Paramount Pictures continues to be a key element to the Viacom turnaround plan, delivering another quarter of operating income growth in the second quarter despite flat revenue and modest box office thus far in 2019.
During a conference call with Wall Street analysts, Viacom CEO Bob Bakish said the studio has improved its profitability by more than $500 million in the past three years. Jim Gianopulos took the helm in March 2017, and Bakish noted that the final titles green-lit by his predecessor, Brad Grey, have all passed into memory after the March release of Wonder Park.
“Under Jim’s leadership, this is again an iconic studio where people are bringing projects first,” Bakish said. “the slate going forward is strong. It’s really coming together.”

The year is off to a modest start for Paramount, which is in fifth place in the domestic market-share race. Wonder Park, Pet Sematary and What Men Want have grossed between $45 million and $55 million domestically. The upcoming slate features a promising roster, Bakish emphasized, including Rocketman, Terminator: Dark Fate, Gemini Man, Sonic the Hedgehog, Top Gun and Dora and the Lost City of Gold.
Adjusted operating income at Paramount rose from $9 million in the second quarter of 2018 to $29 million this year, marking the ninth straight quarter of gains in operating income. With $730 million in revenue, the studio unit accounts for just 25% of the company’s overall total, but its performance has lately been steadier than that of Media Networks, which saw more declines in domestic ad sales and affiliate revenue in the quarter.
Positive results on Paramount’s bottom line came largely through expense management and cost-cutting, as some top-line indicators declined in the period. Worldwide licensing revenue fell 34%, to $315 million, which the company blamed on difficult comparisons with the year-ago period, when The Cloverfield Paradox sold to Netflix and Paramount Television’s The Alienist went to TNT. Paramount Television has continued to be an engine of growth, with 22 series in production or on order.

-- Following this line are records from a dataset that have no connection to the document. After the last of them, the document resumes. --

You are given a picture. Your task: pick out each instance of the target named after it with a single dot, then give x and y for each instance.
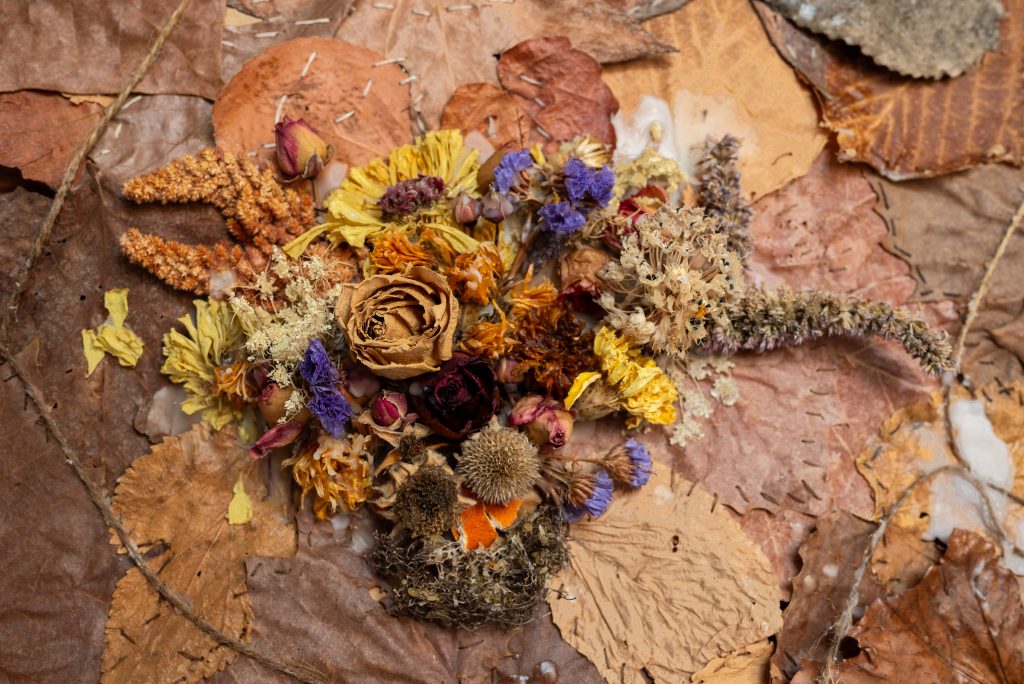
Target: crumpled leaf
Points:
(744, 666)
(662, 584)
(574, 99)
(172, 502)
(929, 221)
(332, 87)
(150, 132)
(457, 43)
(322, 607)
(830, 555)
(962, 624)
(906, 128)
(925, 40)
(113, 337)
(278, 22)
(806, 413)
(46, 42)
(39, 132)
(913, 441)
(727, 78)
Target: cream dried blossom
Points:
(674, 279)
(299, 308)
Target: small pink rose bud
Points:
(389, 408)
(465, 209)
(547, 422)
(301, 153)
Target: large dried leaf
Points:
(58, 570)
(174, 502)
(804, 414)
(322, 81)
(964, 623)
(946, 229)
(269, 24)
(151, 131)
(727, 78)
(446, 45)
(550, 92)
(929, 39)
(662, 584)
(39, 132)
(321, 607)
(58, 45)
(906, 128)
(913, 441)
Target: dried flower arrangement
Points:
(425, 350)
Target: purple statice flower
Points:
(641, 463)
(578, 179)
(316, 368)
(331, 410)
(509, 168)
(602, 182)
(561, 218)
(326, 402)
(596, 504)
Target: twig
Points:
(72, 169)
(180, 602)
(979, 296)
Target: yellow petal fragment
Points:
(240, 509)
(112, 336)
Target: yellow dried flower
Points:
(642, 388)
(355, 213)
(195, 356)
(337, 470)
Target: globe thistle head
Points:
(427, 503)
(499, 464)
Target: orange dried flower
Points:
(474, 275)
(393, 252)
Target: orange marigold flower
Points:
(393, 251)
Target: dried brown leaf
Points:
(320, 607)
(46, 43)
(662, 584)
(928, 39)
(457, 43)
(804, 414)
(174, 502)
(907, 128)
(333, 86)
(962, 624)
(570, 98)
(913, 441)
(727, 78)
(829, 557)
(488, 110)
(39, 132)
(947, 229)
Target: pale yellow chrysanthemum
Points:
(193, 359)
(642, 388)
(353, 207)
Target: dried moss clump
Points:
(500, 464)
(428, 502)
(437, 580)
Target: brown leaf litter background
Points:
(768, 472)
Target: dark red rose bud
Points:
(460, 397)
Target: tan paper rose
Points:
(399, 326)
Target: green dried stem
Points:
(763, 321)
(721, 194)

CFO Wade Davis noted Viacom’s strategic decision to dial back on co-financing, a risk-mitigation approach Paramount pioneered for two decades, sometimes to the detriment of the studio during the Grey era. “As we’ve evolved our slate strategy to have a mix of really big franchise films, co-branded films with our flagship brands and smaller-budgeted, targeted films, we’ve decided to really look on a picture-by-picture basis at co-finance opportunities,” Davis said. “The place where you really want to share risk is on the bigger-budgeted films, and there’s no shortage of demand for any of the big franchise films to bring in co-finance partners.” Skydance is a primary co-financier but the fiscal 2020 slate features a number of co-financed films with other partners, Davis added.
The conference call also covered a range of other topics, including progress at Pluto TV and the impact of the U.S.-China trade war on Viacom’s business. Unlike in recent quarters, Bakish and Davis were not joined by other business leaders and did not use the occasion of the quarterly release to make noteworthy announcements.

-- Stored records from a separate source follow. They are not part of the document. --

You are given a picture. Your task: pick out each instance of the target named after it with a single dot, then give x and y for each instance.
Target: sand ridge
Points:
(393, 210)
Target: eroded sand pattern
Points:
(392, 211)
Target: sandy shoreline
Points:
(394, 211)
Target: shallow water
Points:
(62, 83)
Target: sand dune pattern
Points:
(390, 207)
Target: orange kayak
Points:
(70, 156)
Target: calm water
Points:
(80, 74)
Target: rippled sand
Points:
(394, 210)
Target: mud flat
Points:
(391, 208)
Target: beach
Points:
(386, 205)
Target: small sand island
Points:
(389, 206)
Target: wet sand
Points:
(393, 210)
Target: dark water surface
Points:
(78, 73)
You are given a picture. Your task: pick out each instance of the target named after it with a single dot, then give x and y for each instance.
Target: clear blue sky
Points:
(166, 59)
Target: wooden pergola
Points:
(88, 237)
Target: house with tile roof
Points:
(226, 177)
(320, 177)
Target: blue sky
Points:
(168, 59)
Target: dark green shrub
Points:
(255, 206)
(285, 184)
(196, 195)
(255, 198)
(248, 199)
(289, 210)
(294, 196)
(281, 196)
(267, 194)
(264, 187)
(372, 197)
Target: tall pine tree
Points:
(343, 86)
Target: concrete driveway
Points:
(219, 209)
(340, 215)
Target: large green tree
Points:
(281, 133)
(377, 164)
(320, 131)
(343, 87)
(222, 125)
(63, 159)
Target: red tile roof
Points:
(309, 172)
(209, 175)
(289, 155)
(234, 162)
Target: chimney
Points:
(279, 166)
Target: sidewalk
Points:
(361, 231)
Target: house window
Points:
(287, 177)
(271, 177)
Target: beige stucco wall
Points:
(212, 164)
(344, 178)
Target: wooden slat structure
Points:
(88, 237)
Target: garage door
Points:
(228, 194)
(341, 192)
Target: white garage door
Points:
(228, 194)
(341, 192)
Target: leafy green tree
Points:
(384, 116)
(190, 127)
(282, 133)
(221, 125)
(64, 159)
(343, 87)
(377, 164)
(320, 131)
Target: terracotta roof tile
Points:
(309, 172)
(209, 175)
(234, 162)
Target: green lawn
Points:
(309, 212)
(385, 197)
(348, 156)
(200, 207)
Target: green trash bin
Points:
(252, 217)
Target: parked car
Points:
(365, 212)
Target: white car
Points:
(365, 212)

As to the China situation, Bakish acknowledged there is “clearly a lot of noise in the broader market today” given the rising tensions with the U.S. While that creates “some uncertainty,” Bakish said there is “huge demand underlying for film product in China.” Because “Chinese consumers love American film product, I don’t anticipate any kind of long-term problem here. But of course we we will have to see how this trade negotiation plays out exactly.”

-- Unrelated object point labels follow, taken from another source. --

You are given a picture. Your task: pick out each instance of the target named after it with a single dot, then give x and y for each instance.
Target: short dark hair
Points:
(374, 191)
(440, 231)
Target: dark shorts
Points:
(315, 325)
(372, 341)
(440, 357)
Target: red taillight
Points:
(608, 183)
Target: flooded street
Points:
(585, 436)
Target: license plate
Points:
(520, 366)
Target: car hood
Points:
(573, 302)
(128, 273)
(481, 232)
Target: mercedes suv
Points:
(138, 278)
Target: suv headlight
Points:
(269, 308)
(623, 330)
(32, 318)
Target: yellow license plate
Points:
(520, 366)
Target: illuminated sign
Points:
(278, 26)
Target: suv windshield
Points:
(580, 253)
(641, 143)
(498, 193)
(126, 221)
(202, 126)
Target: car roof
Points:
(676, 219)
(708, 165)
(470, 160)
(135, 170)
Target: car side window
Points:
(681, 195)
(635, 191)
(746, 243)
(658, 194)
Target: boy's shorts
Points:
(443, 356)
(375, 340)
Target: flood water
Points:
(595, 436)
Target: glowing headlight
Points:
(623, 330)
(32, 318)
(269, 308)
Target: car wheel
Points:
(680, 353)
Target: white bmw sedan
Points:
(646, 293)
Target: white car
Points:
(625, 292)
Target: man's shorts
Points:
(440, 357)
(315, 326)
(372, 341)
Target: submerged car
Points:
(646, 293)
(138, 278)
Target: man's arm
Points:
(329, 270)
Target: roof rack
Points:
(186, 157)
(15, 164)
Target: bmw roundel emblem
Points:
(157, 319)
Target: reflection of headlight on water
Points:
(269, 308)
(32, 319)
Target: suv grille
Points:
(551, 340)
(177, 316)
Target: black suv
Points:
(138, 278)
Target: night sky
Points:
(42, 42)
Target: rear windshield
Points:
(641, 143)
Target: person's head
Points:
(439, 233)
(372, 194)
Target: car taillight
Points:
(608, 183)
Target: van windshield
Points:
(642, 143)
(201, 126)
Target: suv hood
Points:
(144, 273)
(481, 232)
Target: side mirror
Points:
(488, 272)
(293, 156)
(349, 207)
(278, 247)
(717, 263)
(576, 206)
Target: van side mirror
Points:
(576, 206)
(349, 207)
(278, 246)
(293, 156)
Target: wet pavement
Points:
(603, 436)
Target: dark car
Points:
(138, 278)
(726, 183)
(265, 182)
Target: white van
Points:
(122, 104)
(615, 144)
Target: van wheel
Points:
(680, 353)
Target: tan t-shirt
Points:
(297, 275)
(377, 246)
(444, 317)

Pluto, the free, ad-supported streaming service which Viacom bought for $340 million ($323 million of which was recorded in the quarter, with the remainer considered ongoing integration cost), now has 16 million monthly active users. That’s up 31% from the roughly 12 million Viacom reported upon announcing the acquisition in January.
On May 1, programming from Viacom was deployed across 14 new Pluto channels, though Bakish emphasized that the “freshest” Viacom fare remains within the pay-TV bundle.
“The real opportunity with Pluto is taking advantage of increasing the monetization of it by just selling more of it,” Davis said. “The rate at which it’s scaling, and the audience is engaging with the product, it has billions of monthly impressions and the significant majority of those impressions are going unsold today.”